Perhaps he would forget their faces, the way they always forgot his when he didn’t fashion that polite, rehearsed smile they’d taught him to wear. Perhaps he would miss the taste of cold meat and limp, leafy greens on his tongue—that neither of them prepared, of course—as they sat before piping hot plates of the same meal. They always called him stubborn for waiting for them, especially when they had specifically asked the servants to set out his plate first. But too many meals alone at the table had taken a toll, and perhaps he was grateful his so-called "stubbornness" had granted him a final one with them, however silent and stiff it had been.

So when his aunt wiped a tear from her cheek and his uncle turned to the empty seats at his side with a downcast gaze, he did not see the gravity of the situation. After all, this was how he spent nearly every night.

Still, he understood the pain that had been on Romeo's face throughout the meal, the pit settling at the bottom of his tiny stomach. His cousin was much too young to grow accustomed to the death he himself had known too closely, so Benvolio saw an opportunity and took it. There was little struggle over the wishbone during this meal—all at the table knew it would be in poor taste to begin competition over it—so he retrieved the y-shaped bone from his plate and departed from the table with a bow. 

Romeo had been where he’d expected, curled before the fireplace with his knees to his chin. His eyes flicked up to Benvolio as he entered, but he made no further movement. 

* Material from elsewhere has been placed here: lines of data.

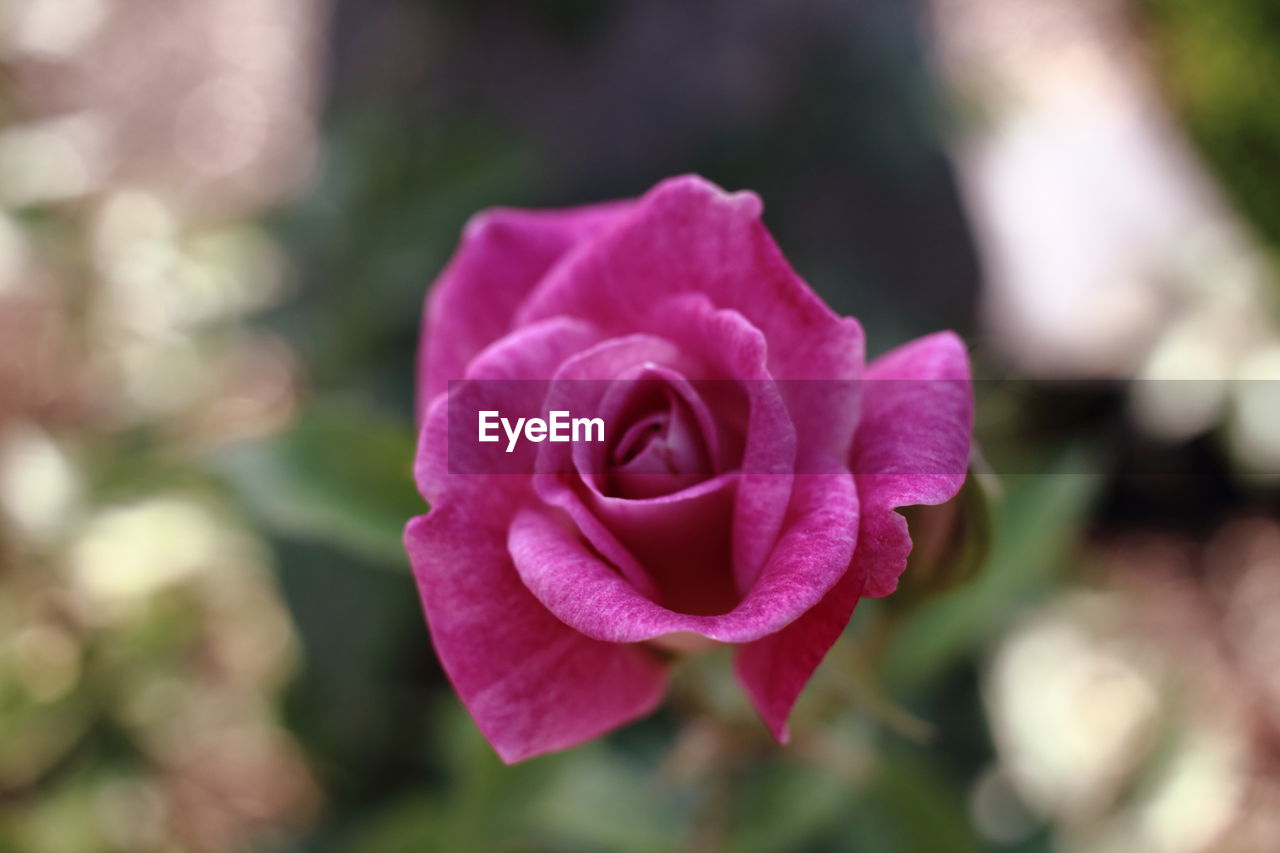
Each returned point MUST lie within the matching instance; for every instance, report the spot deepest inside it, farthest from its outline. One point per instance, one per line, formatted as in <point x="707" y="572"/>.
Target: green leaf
<point x="341" y="474"/>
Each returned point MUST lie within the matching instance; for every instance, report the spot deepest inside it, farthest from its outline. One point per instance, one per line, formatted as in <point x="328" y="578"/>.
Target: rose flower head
<point x="740" y="486"/>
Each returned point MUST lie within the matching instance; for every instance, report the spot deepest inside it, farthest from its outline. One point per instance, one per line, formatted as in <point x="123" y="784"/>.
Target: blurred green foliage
<point x="1221" y="68"/>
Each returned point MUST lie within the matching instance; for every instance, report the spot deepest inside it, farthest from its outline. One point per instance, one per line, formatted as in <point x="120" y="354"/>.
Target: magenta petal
<point x="510" y="378"/>
<point x="502" y="255"/>
<point x="914" y="437"/>
<point x="531" y="683"/>
<point x="689" y="236"/>
<point x="773" y="670"/>
<point x="912" y="447"/>
<point x="589" y="594"/>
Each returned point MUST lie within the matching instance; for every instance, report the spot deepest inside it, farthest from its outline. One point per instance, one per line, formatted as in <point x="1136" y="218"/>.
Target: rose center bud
<point x="661" y="450"/>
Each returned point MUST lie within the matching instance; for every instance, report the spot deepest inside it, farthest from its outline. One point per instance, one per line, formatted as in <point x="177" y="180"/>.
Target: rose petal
<point x="686" y="235"/>
<point x="773" y="670"/>
<point x="508" y="377"/>
<point x="502" y="255"/>
<point x="914" y="436"/>
<point x="531" y="683"/>
<point x="586" y="593"/>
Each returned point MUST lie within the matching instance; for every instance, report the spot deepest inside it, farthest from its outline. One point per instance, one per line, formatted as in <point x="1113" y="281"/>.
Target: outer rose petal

Benvolio settled himself next to him, waiting for when Romeo was ready to speak.

It did not take him long to. “So, Aunt and Uncle are…”

“Gone, yes.” His flat voice surprised even himself.

Romeo turned his head down, as if Benvolio’s confirmation was what sealed the reality. “Oh.”

Benvolio drew the small bone from his pocket, holding it out to his cousin. “Perhaps this will lift your spirits. Go on, make a wish.”

Romeo squeezed his eyes shut, seemingly pouring all of his young heart into whatever it was he'd asked for. "You, too, cousin."

Incredulous to how Romeo knew he was yet to make his own wish, Benvolio joined, shutting his eyes for a moment as he contemplated what he wanted. Perhaps he wished for his parents back, even for just another meal. Perhaps then they would love him like they hadn't in their lives. Perhaps then the food would stop growing cold.

But then he recalled Romeo's concentration, how intently he had hoped for whatever it was.

And his mind was made up.

On the count of three, the two of them tugged on one end of the bone, Benvolio ensuring his motion was much too quick, much too forceful to yield-

Why was he left with the longer half?

Romeo, though surprised, only grinned. "What did you wish for, cousin?"

"I…" Benvolio began. "I should not say it aloud. It wouldn't come true if I did."

In a way, their wishes had been one in the same.

For Benvolio had only wished for Romeo's to be granted.

 


 

It had been a few years since then.

Benvolio was eating alone again. No parents to wait on, no cousin to fuss over.

And as he glared down at the meat cooling on his plate, the greens growing soggier by the minute, he wondered if his wish—Romeo's wish—had been granted in his short life.